Transferir fazendeiros para outras terras de Roraima é algo previsto pelo decreto que homologou a Raposa/Serra do Sol e que também Anchieta Jr. promete fazer. A questão é transferir para onde. O governo estadual tem sob sua jurisdição 7,34% do território de Roraima. A maior parte (46,68%) é terra indígena. O restante pertence ao Exército ou são unidades de conservação. "Caso se confirme a demarcação em área contínua, vou acelerar o processo de transferência das terras ainda sob tutela da União para o Estado", diz o governador. São 6 milhões de hectares, ou 25% das terras do Estado hoje com a União. "Só me restará a opção de tentar assentar os arrozeiros nessa área, mas nenhuma outra oferece as condições daquela (Raposa) para o arroz. "
Outra pendenga é o valor da indenização oferecida pelo governo federal aos donos de terra na Raposa/Serra do Sol. Ivo Barili, outro grande produtor de arroz do Estado, diz que peritos contratados por ele avaliaram sua fazenda em R$ 9 milhões e que a indenização oferecida pelo governo seria de pouco mais de R$ 100 mil. Segundo o governador, avaliações apontam que o total de ativos na área da Raposa/Serra do Sol é de cerca de R$ 100 milhões. O valor das indenizações oferecidas pelo governo federal é de R$ 12, 3 milhões.
Embora acredite que o Supremo não vá confirmar a homologação da forma que foi aprovada, Barili já cogita a idéia de passar a cultivar do outro lado da fronteira. "Se tivermos de sair, teremos que pedir socorro para algum país vizinho, a Venezuela ou a Guiana, onde também tem plantio de arroz." Barili é proprietário da marca Tio Ivo e da fazenda Tatu, com 9.600 hectares, também nos limites da Raposa.

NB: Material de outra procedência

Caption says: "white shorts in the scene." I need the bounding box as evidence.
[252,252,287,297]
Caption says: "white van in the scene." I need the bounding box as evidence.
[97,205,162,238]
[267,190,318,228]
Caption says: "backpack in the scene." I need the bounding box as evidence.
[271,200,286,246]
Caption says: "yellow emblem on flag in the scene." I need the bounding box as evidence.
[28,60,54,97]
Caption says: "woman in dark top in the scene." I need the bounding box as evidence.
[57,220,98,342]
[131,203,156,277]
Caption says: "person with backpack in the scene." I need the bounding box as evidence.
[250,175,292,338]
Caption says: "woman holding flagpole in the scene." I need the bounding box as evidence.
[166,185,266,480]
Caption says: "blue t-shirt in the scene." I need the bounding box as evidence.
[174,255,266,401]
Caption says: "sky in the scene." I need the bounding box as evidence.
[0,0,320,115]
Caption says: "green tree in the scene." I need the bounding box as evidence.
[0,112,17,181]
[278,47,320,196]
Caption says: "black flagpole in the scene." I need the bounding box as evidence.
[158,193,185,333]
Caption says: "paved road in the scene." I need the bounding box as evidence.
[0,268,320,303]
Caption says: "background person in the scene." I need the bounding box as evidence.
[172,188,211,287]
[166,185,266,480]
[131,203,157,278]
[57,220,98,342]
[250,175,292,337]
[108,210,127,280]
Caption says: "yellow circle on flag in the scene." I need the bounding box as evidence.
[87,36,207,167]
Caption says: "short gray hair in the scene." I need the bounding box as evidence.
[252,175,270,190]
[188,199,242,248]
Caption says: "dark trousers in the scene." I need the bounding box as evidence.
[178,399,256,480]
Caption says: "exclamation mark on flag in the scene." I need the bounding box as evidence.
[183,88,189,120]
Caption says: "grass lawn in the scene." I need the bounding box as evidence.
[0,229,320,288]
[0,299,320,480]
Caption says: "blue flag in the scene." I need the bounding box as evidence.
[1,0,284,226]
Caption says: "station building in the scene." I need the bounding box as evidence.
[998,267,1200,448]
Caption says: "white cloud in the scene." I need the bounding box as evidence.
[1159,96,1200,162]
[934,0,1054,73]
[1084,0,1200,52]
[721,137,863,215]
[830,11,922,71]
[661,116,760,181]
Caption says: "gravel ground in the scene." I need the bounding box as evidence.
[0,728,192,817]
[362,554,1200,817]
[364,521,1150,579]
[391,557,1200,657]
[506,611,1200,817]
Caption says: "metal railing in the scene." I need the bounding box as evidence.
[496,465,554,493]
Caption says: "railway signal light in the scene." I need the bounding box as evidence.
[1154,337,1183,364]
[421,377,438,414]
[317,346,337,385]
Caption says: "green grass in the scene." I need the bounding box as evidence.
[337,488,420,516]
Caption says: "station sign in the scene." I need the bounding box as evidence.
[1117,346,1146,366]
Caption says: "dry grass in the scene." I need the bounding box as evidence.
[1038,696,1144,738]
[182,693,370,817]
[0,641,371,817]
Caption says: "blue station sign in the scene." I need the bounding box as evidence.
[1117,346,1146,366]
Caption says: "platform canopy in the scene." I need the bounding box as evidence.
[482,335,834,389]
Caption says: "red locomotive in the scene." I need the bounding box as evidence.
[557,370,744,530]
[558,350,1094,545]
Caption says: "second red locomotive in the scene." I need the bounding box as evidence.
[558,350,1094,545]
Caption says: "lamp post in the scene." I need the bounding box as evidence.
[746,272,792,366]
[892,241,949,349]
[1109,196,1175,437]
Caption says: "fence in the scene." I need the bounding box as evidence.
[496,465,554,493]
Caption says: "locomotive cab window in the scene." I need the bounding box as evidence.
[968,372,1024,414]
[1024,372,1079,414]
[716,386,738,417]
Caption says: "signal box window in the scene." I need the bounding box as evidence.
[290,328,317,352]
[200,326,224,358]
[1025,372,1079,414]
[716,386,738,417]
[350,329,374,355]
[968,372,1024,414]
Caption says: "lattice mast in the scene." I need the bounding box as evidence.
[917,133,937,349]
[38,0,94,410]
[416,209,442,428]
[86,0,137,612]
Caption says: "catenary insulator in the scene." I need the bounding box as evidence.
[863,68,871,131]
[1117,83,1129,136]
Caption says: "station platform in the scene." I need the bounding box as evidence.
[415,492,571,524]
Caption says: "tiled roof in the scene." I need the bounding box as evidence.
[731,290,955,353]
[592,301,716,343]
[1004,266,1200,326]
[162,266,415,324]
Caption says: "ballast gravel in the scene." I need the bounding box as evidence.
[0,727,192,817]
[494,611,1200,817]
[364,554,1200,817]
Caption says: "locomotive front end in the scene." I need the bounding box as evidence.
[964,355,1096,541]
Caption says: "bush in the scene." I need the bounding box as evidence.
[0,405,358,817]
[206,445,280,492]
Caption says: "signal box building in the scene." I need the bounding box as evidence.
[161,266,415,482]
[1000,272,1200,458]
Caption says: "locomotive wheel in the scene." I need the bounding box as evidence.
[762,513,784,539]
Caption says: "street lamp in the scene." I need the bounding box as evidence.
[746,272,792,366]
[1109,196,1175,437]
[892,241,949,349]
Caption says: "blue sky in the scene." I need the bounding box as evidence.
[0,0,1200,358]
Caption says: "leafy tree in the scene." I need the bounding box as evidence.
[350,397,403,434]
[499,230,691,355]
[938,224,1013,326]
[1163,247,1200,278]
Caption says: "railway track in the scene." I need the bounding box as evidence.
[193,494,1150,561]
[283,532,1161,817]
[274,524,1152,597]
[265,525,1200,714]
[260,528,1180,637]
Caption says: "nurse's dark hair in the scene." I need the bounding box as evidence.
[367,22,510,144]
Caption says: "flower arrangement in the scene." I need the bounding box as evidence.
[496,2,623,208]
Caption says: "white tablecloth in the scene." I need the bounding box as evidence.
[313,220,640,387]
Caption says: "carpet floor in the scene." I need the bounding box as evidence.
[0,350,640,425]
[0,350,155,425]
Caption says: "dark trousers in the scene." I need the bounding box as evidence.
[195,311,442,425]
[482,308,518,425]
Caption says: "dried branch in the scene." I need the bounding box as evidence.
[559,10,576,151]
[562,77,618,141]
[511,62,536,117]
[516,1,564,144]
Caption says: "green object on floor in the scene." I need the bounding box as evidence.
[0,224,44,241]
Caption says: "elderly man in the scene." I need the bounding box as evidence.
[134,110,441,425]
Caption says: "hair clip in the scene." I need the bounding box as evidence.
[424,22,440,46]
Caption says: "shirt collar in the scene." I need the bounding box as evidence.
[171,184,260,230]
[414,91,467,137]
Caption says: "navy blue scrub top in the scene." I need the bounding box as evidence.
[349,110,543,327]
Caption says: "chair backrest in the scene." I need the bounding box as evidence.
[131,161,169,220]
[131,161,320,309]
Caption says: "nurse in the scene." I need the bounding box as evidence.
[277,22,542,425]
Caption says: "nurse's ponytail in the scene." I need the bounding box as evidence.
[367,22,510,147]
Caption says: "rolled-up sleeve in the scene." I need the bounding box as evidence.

Lideranças indígenas já elaboraram um esboço sobre o que fazer com as fazendas na área da Raposa. A idéia, segundo Jaci José de Souza Macuxi, de 60 anos, um dos mais influentes no CIR, é cultivar coletivamente algodão, milho, feijão, cana e jerimum. "A nossa proposta é dar continuidade à produção, mas não de arroz, que usa muito agroquímico e acaba com a caça e a pesca." Recursos para investimentos? Macuxi diz que os indígenas já possuem as sementes que tradicionalmente preparam e que, em vez do maquinário, usarão trabalho braçal. Produtores e o governador são céticos. "Produção agrícola não é da cultura deles, o que dirá produção extensiva", diz o governador Anchieta Jr.